2

Context

The company sells access to a sort of cash register web application. Access to the application is given through a VPN. The VPN entrypoint for the clients is a Soekris board running Voyage Linux (a trimmed down version of Debian). These boards have run for 3 years MySQL with replication and a RoR application stack.

The storage support for these boards is a Compact Flash 4GB card.

The problem

We are getting regular errors and random application crashes on these boards. The most frequent errors are the following :

Aug 24 14:54:44 box45 puppetd[3669]: Could not run Puppet::Network::Client::Master: Stale NFS file handle - /var/lib/puppet/state/state.yaml

Aug 24 13:37:01 box76 kernel: [ 2091.575622] EXT2-fs error (device hda1): read_block_bitmap: Cannot read block bitmap - block_group = 30, block_bitmap = 983040

If these were HDD-based, I would run SMART monitoring tools to check for bad sectors and general disk health. Except, due to them being CF cards, I am in the dark and have difficulty measuring how bad (or good !) the situation is.
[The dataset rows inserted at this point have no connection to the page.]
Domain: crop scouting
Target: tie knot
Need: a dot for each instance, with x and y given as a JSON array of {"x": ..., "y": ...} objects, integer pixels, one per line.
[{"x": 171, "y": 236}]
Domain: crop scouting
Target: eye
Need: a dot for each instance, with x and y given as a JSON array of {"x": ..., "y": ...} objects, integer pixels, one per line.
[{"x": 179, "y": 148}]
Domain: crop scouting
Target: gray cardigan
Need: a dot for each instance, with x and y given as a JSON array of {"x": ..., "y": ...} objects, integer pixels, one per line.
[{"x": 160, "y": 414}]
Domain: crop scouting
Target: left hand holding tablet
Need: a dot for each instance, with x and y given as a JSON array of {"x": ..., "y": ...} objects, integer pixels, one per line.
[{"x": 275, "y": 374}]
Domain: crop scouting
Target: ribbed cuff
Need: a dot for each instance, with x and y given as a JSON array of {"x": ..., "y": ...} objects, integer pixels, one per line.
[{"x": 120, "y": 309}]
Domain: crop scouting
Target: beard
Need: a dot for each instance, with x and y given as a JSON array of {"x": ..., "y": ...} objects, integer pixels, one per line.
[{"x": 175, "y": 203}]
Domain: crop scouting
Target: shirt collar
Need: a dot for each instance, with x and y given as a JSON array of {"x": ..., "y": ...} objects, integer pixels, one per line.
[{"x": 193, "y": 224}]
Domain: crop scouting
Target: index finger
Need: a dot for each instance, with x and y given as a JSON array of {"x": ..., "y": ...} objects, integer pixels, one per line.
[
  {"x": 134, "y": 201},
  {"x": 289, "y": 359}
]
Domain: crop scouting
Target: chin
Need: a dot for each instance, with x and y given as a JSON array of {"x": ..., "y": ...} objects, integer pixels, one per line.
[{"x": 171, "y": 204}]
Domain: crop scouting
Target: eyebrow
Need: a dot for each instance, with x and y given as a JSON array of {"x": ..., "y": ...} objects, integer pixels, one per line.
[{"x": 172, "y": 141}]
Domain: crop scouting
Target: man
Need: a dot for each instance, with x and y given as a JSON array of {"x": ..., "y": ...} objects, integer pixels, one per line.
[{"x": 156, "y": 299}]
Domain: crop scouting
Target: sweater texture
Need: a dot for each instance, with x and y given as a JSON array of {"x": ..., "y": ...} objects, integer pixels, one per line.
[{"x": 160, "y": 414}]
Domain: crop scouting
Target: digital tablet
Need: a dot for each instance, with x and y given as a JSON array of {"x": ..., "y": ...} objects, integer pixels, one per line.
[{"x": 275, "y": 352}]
What can I do to monitor the health of these cards and measure their health ? I insist on "measure" as I need to give some hard facts that will eventually motivate the change of all the CF cards.

And to make things a little more complex, I do not have physical access to the Soekris boards so all this needs to be remote.

Antoine Benkemoun
  • 7,314
  • 3
  • 41
  • 60

2 Answers2

2

The error seems to point pretty solidly to a problem with a section of the CF card media. If it has been running for some time without any problems and now it's giving these issues, I'd think that the card has started going bad. Easiest way to test is to send a tech out with a replacement card and swap it out, especially if you're seeing this on a limited number of the systems. All media have lifespans and failure rates; the more read/write cycles you have going to the cards the sooner they'll die.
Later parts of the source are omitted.